1inch, a decentralized exchange, found a threat that was always aimed at their support staff This article explores attacks infrastructure. . Attackers pretended to be frustrated users who needed help with transactions and sent links that looked like harmless screenshots.

These links didn't just show a normal image; they started a complicated infection chain that was meant to damage workstations and give hackers permanent access. Security researchers have followed the tools and infrastructure and, with some confidence, linked the activity to APT-Q-27, a group that is motivated by money and is also known as GoldenEyeDog. This campaign shows a change in strategy for threat actors, who are now using direct social engineering to target customer-facing employees instead of passive watering-hole attacks. The infrastructure analysis of the last backdoor shows that it has hardcoded communication with 37 different command-and-control servers.
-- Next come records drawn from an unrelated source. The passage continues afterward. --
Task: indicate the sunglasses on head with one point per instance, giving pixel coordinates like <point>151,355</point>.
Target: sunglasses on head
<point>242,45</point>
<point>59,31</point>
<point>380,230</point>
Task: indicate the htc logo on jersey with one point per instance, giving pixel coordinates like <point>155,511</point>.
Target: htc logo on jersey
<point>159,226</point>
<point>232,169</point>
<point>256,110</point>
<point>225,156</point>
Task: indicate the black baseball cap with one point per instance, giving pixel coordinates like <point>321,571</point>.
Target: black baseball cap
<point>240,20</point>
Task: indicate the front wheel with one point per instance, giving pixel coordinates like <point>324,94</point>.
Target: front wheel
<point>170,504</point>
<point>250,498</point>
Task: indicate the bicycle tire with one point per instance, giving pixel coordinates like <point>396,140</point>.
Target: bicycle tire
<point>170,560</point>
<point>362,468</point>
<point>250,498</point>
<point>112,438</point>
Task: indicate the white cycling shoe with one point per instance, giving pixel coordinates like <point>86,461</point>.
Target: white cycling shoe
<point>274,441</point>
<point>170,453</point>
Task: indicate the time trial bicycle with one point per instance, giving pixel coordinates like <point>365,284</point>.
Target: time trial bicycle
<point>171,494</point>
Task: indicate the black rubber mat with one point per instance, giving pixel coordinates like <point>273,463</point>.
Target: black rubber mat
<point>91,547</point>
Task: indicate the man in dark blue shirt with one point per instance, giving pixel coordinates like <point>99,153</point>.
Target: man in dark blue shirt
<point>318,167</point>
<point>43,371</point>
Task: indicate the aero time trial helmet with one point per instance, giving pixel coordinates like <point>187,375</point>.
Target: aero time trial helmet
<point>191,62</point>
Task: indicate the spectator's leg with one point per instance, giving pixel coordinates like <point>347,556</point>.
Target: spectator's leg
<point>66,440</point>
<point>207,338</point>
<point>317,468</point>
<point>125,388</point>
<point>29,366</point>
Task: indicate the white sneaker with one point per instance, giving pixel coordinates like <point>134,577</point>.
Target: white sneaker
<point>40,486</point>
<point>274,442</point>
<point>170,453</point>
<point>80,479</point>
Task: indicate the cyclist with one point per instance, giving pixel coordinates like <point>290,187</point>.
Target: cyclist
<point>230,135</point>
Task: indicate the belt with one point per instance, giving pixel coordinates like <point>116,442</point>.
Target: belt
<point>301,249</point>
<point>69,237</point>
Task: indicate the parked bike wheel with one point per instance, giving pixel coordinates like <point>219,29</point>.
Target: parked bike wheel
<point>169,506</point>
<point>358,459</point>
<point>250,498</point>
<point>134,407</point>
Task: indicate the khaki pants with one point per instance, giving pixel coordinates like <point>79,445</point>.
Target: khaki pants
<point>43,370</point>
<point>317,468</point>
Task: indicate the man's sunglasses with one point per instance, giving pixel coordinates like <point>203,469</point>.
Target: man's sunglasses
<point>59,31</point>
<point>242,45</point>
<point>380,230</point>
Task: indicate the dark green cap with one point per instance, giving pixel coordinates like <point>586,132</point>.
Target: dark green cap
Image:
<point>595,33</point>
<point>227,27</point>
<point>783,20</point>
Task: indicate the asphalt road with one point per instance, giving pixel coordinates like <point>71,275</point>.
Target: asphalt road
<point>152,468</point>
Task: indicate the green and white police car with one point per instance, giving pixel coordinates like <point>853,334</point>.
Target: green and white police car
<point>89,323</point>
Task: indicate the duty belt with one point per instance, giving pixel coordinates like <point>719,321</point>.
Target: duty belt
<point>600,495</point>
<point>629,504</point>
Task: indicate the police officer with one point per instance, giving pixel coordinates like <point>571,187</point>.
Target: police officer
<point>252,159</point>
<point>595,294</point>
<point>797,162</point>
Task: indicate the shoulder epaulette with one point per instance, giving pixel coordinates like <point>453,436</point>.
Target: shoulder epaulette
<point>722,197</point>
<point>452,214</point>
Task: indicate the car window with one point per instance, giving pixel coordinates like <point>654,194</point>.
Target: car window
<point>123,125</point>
All outgoing traffic goes through TCP port 15628, and network communications are encrypted with a custom 16-byte rolling XOR cipher. In the Web3 space, system administrators should make sure that file extensions are visible on all workstations so that hidden executables can be found easily. Also, defenders of the zeroshadow network need to keep an eye out for unexpected outbound connections on port 15628 and the simultaneous zeroing of UAC registry keys.

The malware gets a payload manifest from a dead drop on AWS S3. It downloads a six-file package to a hidden staging folder. This directory path pretends to be the Windows Update cache on purpose to avoid casual security monitoring. It always adds a different @27 tag to the hidden folder name.

The hackers use a classic DLL sideloading method to run their payload.